Il resto della conversazione è però prevedibile: l’interlocutore ti dice che l’università così come è non funziona, che “hadetto miocuggino” che era tanto bravo e che adesso è dovuto andare all’estero, che i ricercatori dovrebbero ricercare qualcosa di utile e non portare il caffè ai famigerati “baroni”. Sorprendentemente, è comune parlare di Università come se si discutesse della squadra nazionale: con coinvolgimento e passione.
In fondo, l’università è il team che rappresenta il paese, e gli utenti/tifosi desiderano sempre il meglio. È comprensibile essere esigenti, ma bisogna capire che come la nostra squadra del cuore non vincerà tutte le partite della stagione, così nell’università ci saranno sempre aspetti migliorabili. Il nostro sistema universitario è competitivo rispetto a quello degli altri paesi, soprattutto rispetto ai finanziamenti stanziati. Se i nostri laureati sono apprezzati dal mercato del lavoro e all’estero, questa è la dimostrazione che i nostri docenti non sono poi così male, diversamente da come apparirebbe da alcune classifiche pubblicate su mezzi di informazione…

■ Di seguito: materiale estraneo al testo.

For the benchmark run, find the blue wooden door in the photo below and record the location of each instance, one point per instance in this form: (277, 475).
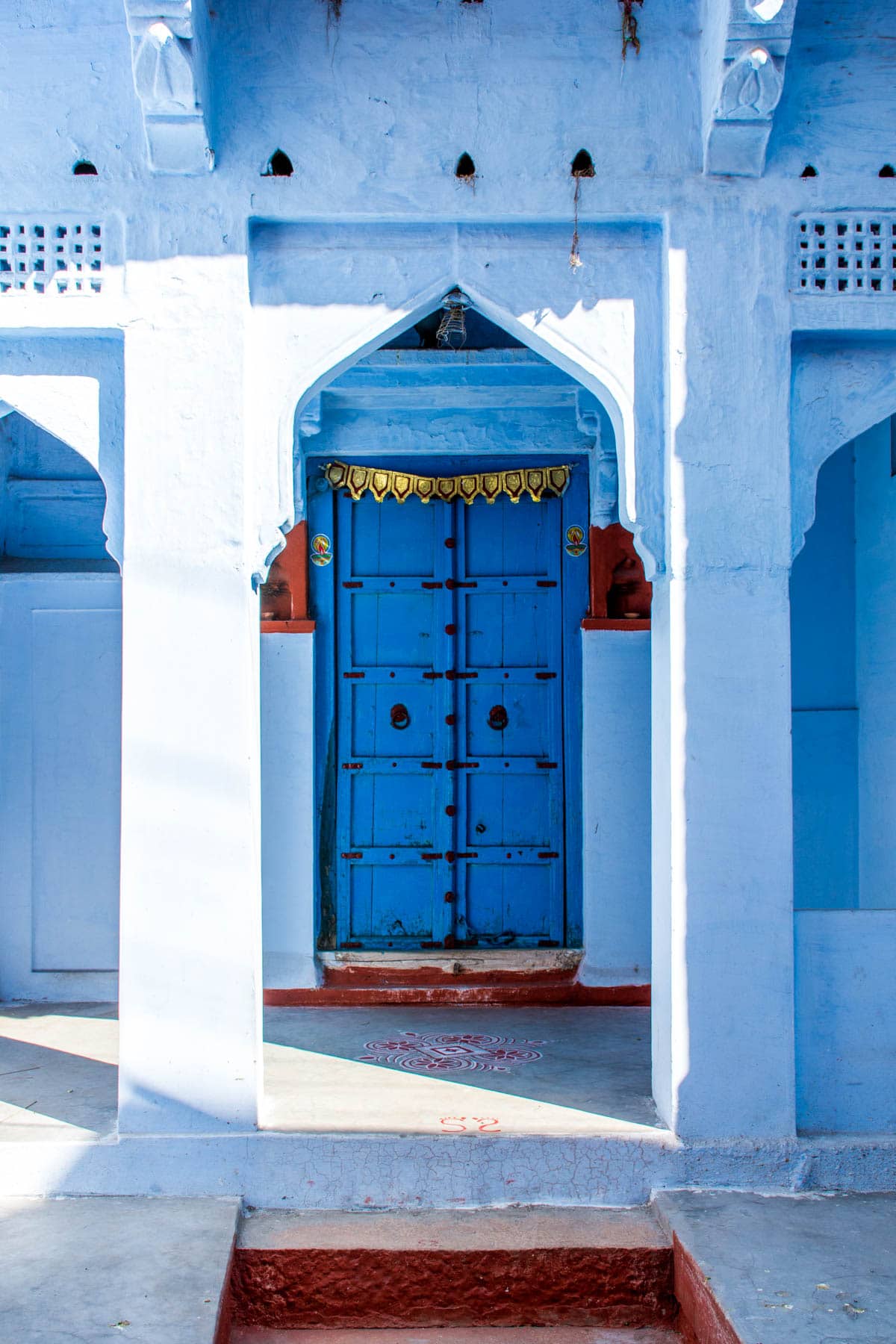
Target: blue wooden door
(452, 653)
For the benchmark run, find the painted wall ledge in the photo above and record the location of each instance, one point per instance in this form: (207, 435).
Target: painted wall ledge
(287, 626)
(597, 623)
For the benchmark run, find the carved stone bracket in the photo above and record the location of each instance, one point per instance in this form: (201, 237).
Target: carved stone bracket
(620, 596)
(168, 80)
(744, 63)
(284, 597)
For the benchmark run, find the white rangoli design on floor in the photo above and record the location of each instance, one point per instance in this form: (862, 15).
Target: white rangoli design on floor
(450, 1051)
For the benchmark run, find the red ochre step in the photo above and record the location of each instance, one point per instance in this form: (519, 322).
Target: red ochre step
(481, 1335)
(534, 977)
(472, 1268)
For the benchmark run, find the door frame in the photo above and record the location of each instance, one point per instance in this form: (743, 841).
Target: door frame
(321, 517)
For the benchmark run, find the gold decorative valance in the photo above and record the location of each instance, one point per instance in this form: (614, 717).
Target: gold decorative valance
(528, 480)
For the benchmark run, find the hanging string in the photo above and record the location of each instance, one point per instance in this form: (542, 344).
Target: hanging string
(629, 27)
(575, 260)
(452, 334)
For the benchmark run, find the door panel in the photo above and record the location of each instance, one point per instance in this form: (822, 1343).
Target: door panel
(450, 765)
(393, 737)
(511, 722)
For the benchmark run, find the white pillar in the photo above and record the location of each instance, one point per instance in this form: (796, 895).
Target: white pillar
(190, 981)
(723, 1016)
(287, 809)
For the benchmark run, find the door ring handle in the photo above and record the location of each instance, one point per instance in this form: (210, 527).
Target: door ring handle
(399, 718)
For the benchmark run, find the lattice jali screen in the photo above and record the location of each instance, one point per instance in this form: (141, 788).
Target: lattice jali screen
(52, 258)
(845, 253)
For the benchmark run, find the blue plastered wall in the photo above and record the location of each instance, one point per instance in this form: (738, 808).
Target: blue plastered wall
(844, 685)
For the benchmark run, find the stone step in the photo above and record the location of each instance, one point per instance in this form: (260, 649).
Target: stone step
(531, 992)
(461, 1268)
(474, 1335)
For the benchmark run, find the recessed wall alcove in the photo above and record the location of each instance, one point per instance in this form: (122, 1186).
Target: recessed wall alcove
(487, 405)
(844, 759)
(60, 715)
(494, 402)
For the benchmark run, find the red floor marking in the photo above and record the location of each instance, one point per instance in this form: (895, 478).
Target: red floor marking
(462, 1124)
(450, 1051)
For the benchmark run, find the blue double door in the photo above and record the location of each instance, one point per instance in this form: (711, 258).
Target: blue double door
(455, 695)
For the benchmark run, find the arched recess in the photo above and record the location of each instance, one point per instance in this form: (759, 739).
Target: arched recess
(519, 280)
(840, 389)
(60, 652)
(618, 676)
(844, 749)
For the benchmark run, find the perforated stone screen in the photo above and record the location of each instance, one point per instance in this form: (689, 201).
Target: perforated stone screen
(50, 257)
(847, 253)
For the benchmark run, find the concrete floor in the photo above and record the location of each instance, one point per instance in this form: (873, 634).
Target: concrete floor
(143, 1270)
(550, 1071)
(590, 1073)
(810, 1269)
(58, 1071)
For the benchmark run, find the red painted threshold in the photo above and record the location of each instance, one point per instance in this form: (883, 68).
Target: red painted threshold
(700, 1319)
(535, 994)
(618, 1287)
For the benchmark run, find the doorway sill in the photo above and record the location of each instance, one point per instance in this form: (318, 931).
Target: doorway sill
(602, 623)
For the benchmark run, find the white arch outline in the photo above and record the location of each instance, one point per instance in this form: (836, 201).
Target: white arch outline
(543, 339)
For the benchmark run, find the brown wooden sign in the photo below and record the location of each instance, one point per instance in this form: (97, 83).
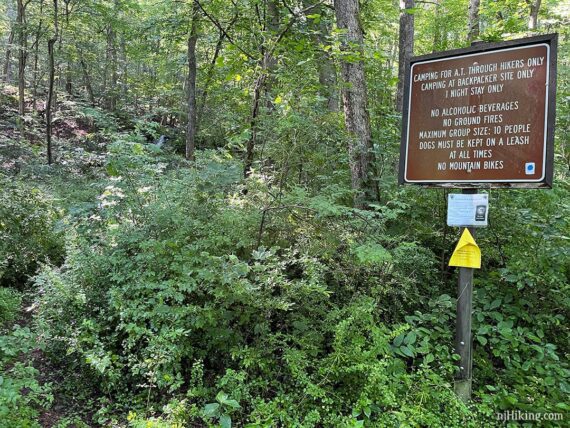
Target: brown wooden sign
(481, 116)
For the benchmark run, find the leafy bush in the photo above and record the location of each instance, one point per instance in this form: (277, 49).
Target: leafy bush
(21, 394)
(10, 302)
(27, 232)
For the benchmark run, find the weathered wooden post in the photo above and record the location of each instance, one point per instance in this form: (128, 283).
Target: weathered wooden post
(479, 117)
(463, 336)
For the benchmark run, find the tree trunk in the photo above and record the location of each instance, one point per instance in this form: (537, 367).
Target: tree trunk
(473, 30)
(325, 63)
(191, 125)
(264, 82)
(87, 79)
(7, 66)
(51, 66)
(36, 47)
(209, 77)
(112, 55)
(406, 47)
(354, 100)
(533, 19)
(22, 56)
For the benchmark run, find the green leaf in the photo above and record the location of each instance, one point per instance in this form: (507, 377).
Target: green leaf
(410, 338)
(211, 409)
(407, 351)
(222, 397)
(399, 339)
(372, 254)
(225, 421)
(232, 403)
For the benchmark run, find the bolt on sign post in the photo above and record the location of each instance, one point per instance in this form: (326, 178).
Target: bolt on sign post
(478, 118)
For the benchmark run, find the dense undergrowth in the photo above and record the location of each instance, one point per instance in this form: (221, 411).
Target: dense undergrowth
(164, 294)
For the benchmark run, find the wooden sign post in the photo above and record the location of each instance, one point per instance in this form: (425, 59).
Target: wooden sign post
(479, 117)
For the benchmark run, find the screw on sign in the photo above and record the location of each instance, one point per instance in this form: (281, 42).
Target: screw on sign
(480, 117)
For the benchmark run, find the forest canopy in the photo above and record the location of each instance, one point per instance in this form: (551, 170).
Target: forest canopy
(201, 222)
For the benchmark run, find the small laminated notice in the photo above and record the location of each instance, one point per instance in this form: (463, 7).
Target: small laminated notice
(467, 252)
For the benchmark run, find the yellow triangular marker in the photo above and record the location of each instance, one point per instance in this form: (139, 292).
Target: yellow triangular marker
(467, 252)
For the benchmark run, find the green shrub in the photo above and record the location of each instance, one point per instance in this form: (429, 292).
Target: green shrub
(10, 304)
(27, 232)
(21, 394)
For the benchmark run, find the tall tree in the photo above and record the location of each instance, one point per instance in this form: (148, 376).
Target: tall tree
(191, 124)
(51, 67)
(22, 56)
(325, 64)
(8, 58)
(473, 30)
(354, 99)
(533, 18)
(406, 46)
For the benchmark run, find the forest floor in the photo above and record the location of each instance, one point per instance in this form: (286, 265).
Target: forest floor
(79, 151)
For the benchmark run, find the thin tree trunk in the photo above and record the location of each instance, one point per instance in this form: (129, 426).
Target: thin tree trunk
(8, 58)
(251, 143)
(191, 124)
(51, 66)
(87, 79)
(36, 47)
(68, 79)
(22, 56)
(325, 63)
(473, 30)
(112, 99)
(533, 19)
(437, 29)
(355, 101)
(264, 82)
(406, 47)
(125, 69)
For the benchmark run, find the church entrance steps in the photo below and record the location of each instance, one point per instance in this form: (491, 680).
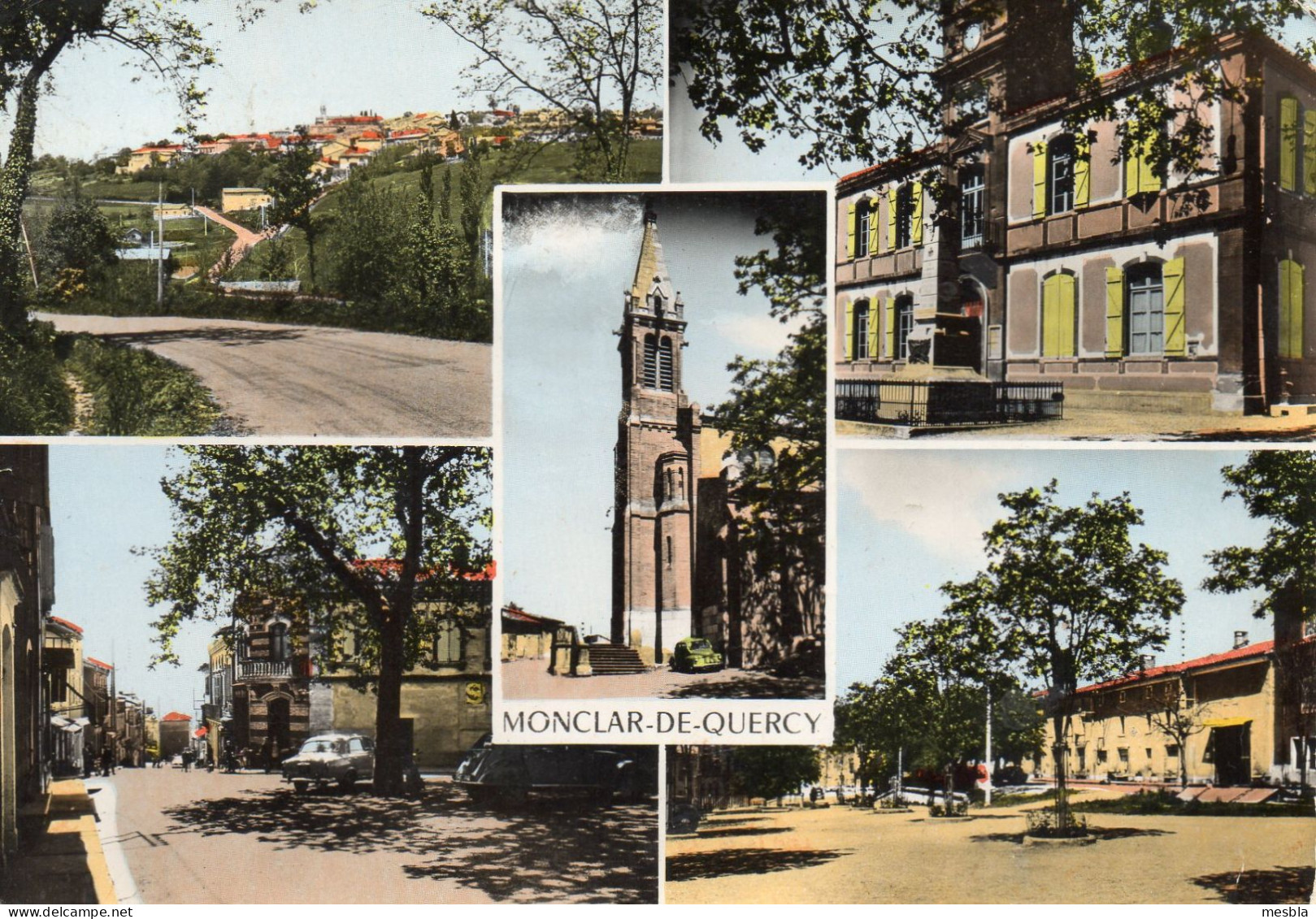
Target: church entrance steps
(615, 659)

Si potrebbe quindi migliorare l’università sfruttando gli stessi meccanismi con cui si rende più competitiva una squadra di calcio? Innanzi tutto, promuovendo il gioco di squadra. In un team sportivo come nell’università esistono diversi ruoli: insegnamento, ricerca e terza missione, ovvero trasferimento tecnologico, culturale e divulgazione scientifica. Se in una squadra premiassimo solo chi segna un goal, questo potrebbe motivare gli attaccanti, ma potrebbe essere disastroso in termini di risultato globale, perché i difensori andrebbero in area avversaria a cercare fortuna anziché rimanere nel loro ruolo. Il premio solo a chi segna porterebbe a perdere 5-1 tutte le partite. Il modello vincente è gratificare il team nel suo insieme, con un riconoscimento speciale a chi ha contribuito di più.

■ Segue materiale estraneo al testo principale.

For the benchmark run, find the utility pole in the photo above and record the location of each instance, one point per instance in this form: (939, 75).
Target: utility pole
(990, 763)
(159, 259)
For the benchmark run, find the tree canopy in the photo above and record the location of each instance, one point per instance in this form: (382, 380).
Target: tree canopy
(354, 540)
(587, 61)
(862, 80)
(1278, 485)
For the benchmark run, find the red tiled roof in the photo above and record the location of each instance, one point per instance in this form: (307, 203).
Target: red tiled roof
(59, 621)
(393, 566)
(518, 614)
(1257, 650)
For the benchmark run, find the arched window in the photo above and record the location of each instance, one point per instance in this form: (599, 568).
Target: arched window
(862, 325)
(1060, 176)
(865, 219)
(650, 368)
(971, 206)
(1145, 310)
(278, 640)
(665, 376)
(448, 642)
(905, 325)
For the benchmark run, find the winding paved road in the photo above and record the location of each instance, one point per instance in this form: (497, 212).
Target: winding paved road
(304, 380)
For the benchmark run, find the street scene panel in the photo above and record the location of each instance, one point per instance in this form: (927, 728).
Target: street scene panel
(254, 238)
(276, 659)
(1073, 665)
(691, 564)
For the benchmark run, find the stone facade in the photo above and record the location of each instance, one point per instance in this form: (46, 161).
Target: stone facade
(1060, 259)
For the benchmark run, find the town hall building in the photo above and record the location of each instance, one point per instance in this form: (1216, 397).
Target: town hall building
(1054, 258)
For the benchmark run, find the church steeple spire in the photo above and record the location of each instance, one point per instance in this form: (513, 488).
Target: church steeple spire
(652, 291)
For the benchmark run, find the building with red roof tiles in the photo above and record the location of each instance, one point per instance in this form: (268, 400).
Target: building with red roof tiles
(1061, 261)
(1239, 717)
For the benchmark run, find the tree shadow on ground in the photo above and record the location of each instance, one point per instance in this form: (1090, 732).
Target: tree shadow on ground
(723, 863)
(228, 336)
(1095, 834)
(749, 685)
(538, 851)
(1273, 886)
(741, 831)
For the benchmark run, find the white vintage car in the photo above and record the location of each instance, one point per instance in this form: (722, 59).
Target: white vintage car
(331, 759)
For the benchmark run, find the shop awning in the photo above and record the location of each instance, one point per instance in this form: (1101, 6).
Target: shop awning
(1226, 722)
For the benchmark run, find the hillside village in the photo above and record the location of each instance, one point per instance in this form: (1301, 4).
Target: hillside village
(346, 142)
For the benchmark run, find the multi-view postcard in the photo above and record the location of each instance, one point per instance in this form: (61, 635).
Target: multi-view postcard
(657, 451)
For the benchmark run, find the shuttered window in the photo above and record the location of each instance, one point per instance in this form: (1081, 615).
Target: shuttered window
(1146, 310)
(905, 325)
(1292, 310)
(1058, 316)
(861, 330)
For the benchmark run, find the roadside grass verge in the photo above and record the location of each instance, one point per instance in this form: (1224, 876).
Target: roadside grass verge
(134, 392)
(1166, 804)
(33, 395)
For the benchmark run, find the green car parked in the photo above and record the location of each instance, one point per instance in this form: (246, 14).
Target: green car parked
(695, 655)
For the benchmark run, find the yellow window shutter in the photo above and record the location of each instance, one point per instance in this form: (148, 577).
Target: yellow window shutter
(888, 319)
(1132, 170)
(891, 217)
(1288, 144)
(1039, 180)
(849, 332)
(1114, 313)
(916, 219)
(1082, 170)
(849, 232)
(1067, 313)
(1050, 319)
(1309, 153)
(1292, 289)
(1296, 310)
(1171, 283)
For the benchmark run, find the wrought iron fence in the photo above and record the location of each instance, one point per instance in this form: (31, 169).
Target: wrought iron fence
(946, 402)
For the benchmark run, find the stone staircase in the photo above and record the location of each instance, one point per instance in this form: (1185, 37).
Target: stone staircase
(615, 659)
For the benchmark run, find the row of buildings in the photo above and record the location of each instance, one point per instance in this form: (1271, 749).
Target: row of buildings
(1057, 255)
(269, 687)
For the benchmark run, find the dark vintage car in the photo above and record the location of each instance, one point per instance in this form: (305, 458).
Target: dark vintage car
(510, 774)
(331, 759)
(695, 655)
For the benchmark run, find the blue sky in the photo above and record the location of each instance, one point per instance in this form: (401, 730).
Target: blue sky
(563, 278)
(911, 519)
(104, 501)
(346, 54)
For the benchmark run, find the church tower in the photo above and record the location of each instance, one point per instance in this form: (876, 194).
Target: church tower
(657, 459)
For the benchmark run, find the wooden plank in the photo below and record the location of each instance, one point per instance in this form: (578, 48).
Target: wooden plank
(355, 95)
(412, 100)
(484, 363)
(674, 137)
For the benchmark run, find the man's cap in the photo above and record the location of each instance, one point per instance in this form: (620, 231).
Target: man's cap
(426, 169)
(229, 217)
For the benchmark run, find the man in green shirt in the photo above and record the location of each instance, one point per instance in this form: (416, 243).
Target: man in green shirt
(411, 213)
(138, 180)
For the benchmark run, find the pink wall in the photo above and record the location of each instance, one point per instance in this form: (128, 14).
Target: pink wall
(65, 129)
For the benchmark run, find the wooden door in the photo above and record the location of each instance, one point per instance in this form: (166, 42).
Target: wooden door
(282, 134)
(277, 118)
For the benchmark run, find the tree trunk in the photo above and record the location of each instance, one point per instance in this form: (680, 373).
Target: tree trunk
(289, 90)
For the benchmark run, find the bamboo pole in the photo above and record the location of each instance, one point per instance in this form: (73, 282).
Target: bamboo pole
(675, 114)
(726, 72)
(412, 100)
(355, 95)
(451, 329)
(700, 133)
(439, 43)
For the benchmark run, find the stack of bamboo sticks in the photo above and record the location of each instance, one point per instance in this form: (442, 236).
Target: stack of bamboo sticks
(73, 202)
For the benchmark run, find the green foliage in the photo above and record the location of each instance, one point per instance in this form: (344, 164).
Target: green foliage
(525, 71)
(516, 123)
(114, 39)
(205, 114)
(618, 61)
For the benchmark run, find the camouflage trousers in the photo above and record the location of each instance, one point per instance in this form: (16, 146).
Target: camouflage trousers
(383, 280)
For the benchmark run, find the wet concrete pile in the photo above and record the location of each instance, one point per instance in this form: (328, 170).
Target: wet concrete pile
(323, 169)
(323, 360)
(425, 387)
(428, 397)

Nonostante questo concetto sia pacifico nel calcio, sembra che negli ultimi anni la tendenza all’interno dell’accademia sia esattamente inversa. Quest’anno i fondi PRIN, (Progetti di Interesse Nazionale, la fonte principale di finanziamento alla ricerca di base) sono stati praticamente azzerati. Ci sono molti docenti il cui stipendio costa alla collettività una cifra considerevole, ma che in pratica se necessitano del toner della stampante se lo devono pagare di tasca propria perché senza fondi di ricerca. Chi è motivato lo compra e lavora, chi non è motivato ha una scusa per giustificarsi. Di contro, sono lanciati dei progetti (anche finanziati con cifre considerevoli) che richiedono l’aggregazione a volte artificiosa di molti studiosi su temi pre-confezionati. L’allenatore della nazionale si guarderebbe bene dall’ascoltare i politici per decidere la formazione, eppure i pochi fondi sono sempre più destinati su “ricerche utili”, ovvero secondo priorità decise non dai ricercatori ma dalla politica, “dimenticandosi” del gioco di squadra.

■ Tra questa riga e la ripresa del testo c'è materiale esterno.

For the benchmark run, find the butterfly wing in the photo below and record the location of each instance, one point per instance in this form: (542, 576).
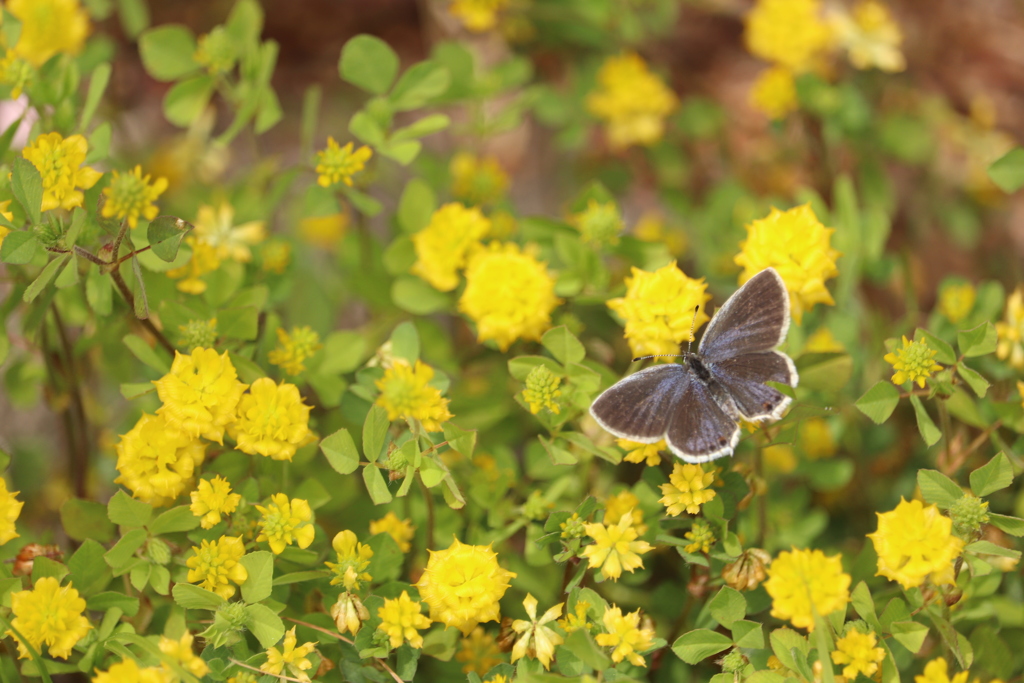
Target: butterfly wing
(640, 407)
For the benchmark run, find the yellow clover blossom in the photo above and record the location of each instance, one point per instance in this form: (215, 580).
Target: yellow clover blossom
(59, 164)
(859, 652)
(803, 581)
(406, 392)
(272, 420)
(216, 227)
(642, 453)
(509, 294)
(131, 195)
(462, 586)
(633, 101)
(157, 460)
(180, 650)
(336, 164)
(201, 393)
(48, 28)
(294, 348)
(542, 390)
(442, 247)
(658, 309)
(914, 543)
(614, 548)
(353, 558)
(477, 180)
(290, 660)
(399, 529)
(212, 499)
(10, 508)
(788, 33)
(799, 247)
(774, 93)
(688, 488)
(48, 614)
(401, 621)
(913, 363)
(536, 639)
(1011, 331)
(286, 521)
(479, 651)
(214, 565)
(623, 633)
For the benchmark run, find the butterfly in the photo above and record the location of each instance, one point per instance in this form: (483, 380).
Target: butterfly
(695, 404)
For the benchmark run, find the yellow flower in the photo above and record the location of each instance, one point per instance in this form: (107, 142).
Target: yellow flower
(201, 393)
(441, 248)
(336, 164)
(614, 548)
(623, 632)
(799, 247)
(1011, 331)
(870, 37)
(157, 461)
(48, 28)
(774, 93)
(401, 621)
(509, 294)
(353, 558)
(542, 390)
(913, 363)
(639, 453)
(536, 639)
(204, 260)
(214, 565)
(480, 652)
(915, 543)
(59, 163)
(10, 508)
(477, 180)
(462, 586)
(212, 499)
(688, 488)
(290, 660)
(633, 101)
(180, 650)
(477, 15)
(48, 614)
(216, 227)
(857, 650)
(804, 581)
(658, 309)
(285, 522)
(272, 420)
(399, 529)
(131, 196)
(294, 348)
(788, 33)
(406, 392)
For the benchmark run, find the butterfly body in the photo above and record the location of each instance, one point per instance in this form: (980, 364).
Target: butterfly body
(695, 404)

Adesso, c’è un cambio al vertice della federazione Calcio/Università. Il nuovo “Ministro-Presidente” Stefania Giannini si è appena insediata. Il suo programma elettorale parla di “eccellenza”. Ma quale tipo di “eccellenza”? Solo per pochi fortunati o anche per tutta la squadra e i tifosi?
È indubbio che la “Nazionale-Università” magari si sia un po’ allontanata dai propri sostenitori; la seguono con scetticismo ma pronti ad esultare per una bella vittoria. E i supporter più sfegatati sono gli studenti che contagiano i docenti grazie al loro grande entusiasmo. E con l’entusiasmo e la voglia di fare si vincono le partite che sulla carta non avrebbero storia. E allora “Ministro-Presidente” Stefania Giannini: attenzione a non deludere noi docenti, ma soprattutto gli studenti.